If Belloc disliked dons, the present publication has elicited some evidence that dons dislike Belloc. And about Mr Wilson himself – who has, I think, had dealings with donnery – I am left a little unsure. He has written a lively book, with much hard work behind it. He has delved in what appears to be a rather awful Belloc archive in a Catholic college in Massachusetts, and corresponded or conversed with a large number of people (many of them persons of quality) who might have information to give. I judge him first-rate on Belloc’s idiosyncratic theology and on the influence exercised upon his social thinking by Cardinal Manning. But before Mr Wilson’s labour concludes I have a sense of him as rather desperately defending his wicket, with his glance going frequently to the pavilion clock. There are sundry small signs of fatigue, which it is perhaps beneath the dignity of criticism to remark in much detail. And in his concluding paragraphs I feel that Mr Wilson is somewhat at a stand. He says roundly that ‘Belloc is an offensive character to the majority of those who know about him,’ and in the succeeding sentence cites Anthony Powell as declaring: ‘I can’t imagine anyone more odiously bad mannered and charmless.’ But Mr Powell’s impression turns out to have been formed in 1928, when, scarcely down from Oxford and working in a publisher’s office, he had a brief meeting with Belloc in his later fifties – by which time, as Mr Wilson has earlier shown, the number of his devoted friends and admirers was very considerable.

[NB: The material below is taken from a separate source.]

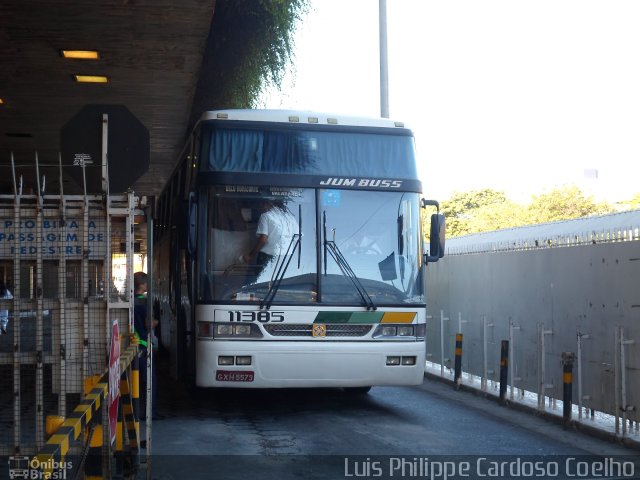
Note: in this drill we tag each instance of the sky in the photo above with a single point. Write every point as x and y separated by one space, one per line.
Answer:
520 96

It is almost as if Mr Wilson, having discovered himself as belonging to that disapproving majority from the start, is wondering why he has written a long book about one whose personality he is constrained to admit as far from conducing to edification. He justifies himself, not by exhibiting Belloc’s qualities as a writer, but by rather abruptly announcing him to have been a genius – and a genius essentially on the score of character. Belloc’s genius is ‘wholly apparent in himself, in the loud voice for singing and the keen eyes to see, but above all in the “spouting well of joy within which never yet was dried” ’. This surely comes very close to involvement in contradiction. And Belloc (pace Dr A.L. Rowse, who is brought into the debate) was simply not a genius any way on. As he himself says early in The Cruise of the Nona: ‘We have a tendency today to use words too strong for the occasion, and the word genius is a very strong word.’ But he was a skilled, formidable and sometimes enchanting writer, and I am here reminded of another favourite saying of his recounted to me long ago. Belloc was fond of describing himself as ‘an unsuccessful literary man’. He was indeed unsuccessful in that he was forced to write too much for pay too little to answer his necessities as he conceived them. But a ‘literary man’ he essentially was, and it is as a literary man that he should be celebrated. There is a place in The Path to Rome in which he has come to an exhausted pause just short of the Brienzer Grat – beyond which lies Italy and Roman civilisation. And he records how uncomprehending German-speaking rustics ‘stood round me looking at me patiently in wonder as cows do at trains’. The phrase is a minute touchstone by which to test his art. Mr Wilson has lately been announced as preparing an introduction to a reissue of Belloc’s The Four Men, a work briefly mentioned in the present book as ‘perhaps his masterpiece’. I hope that Mr Wilson, himself an admirable writer, will there address himself to distinguishing the qualities of the essential Belloc.